70年ぶりの近畿勢初戦激突も――センバツ注目の「フリー抽選」

[ 2021年2月11日 16:21 ]

選抜大会での近畿勢初戦対戦
Photo By スポニチ

 【内田雅也の広角追球】今春の第93回選抜高校野球大会(3月19日開幕・甲子園球場)の組み合わせ抽選(今月23日)の方法が発表となった。新型コロナウイルスの感染防止のため、出場32校の主将をオンラインでつないで実施する。

 注目すべきは同一地区でも1回戦から対戦する可能性がある「フリー抽選」方式を採用したことだ。例年、近畿、関東・東京……など同一地区の出場校は準々決勝まで対戦しないよう、事前に振り分けていた。

 今回は開会式も全32校そろって行わず、初日出場の6校だけで行う。抽選方法も簡素化した格好だ。

 フリー抽選で同一地区が初戦で対戦する可能性が高いのは21世紀枠を含め7校が出場する近畿だろう。昨秋の近畿大会で決勝を戦った智弁学園(奈良)、大阪桐蔭や注目の剛腕・小園健太を擁する市和歌山がいきなり激突する可能性がある。

 調べてみると、過去、選抜大会で近畿勢同士の初戦対戦は18度あった(一方が初戦不戦勝のケースは除く)。一覧を別掲した。今回、対戦することになれば、第23回大会(1951年)1回戦(開幕試合)の扇町商(現扇町総合=大阪)―新宮(和歌山)戦以来、実に70年ぶりとなる。

 この1951年は大会史上初めてフリー抽選で組み合わせを決めた。
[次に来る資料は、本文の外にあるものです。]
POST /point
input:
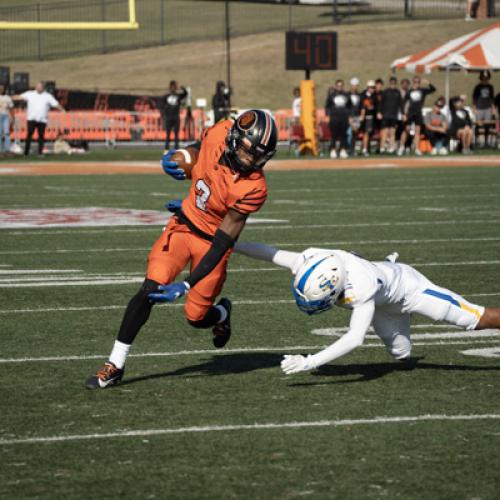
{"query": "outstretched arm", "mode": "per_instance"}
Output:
(268, 253)
(224, 239)
(361, 320)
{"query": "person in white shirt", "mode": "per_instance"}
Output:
(380, 294)
(296, 105)
(6, 115)
(39, 102)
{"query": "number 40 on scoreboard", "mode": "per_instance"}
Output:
(311, 50)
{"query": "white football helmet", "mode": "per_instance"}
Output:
(318, 282)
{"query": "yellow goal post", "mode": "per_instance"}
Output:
(131, 24)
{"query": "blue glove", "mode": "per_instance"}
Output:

このため、他にも前年秋の東海大会で対戦していた中京商(現中京大中京=愛知)と長良(岐阜)が顔を合わせ、中京商が秋の雪辱を果たしている。

 選抜の組み合わせ方式を振り返ってみると、大会創設当初から同一地区の対戦を避けてきた歴史がある。

 主催の毎日新聞社が1968年4月に発行した『選抜高校野球40年史』によると、第1回大会(1924年、名古屋・山本球場)は毎日新聞名古屋支局で、甲子園球場に舞台を移した第2回大会(1925年)は大阪毎日新聞3階大会議室で抽選が行われている。出場校も8校、12校と少なく、フリー抽選だった。

 第3回大会(1926年)には<同士打ちは大会の効果と興味を薄くする>と、東西2組に分ける新機軸を打ち出している。ただ、出場校は西日本に偏っており、東組に和歌山中(現桐蔭)、市岡中(大阪)、八尾中と近畿勢が混じっている。このため初戦で市岡中―甲陽中(現甲陽学院=兵庫)と大会史上初めて近畿勢の初戦対決が現出している。このような組分けはその後も続いた。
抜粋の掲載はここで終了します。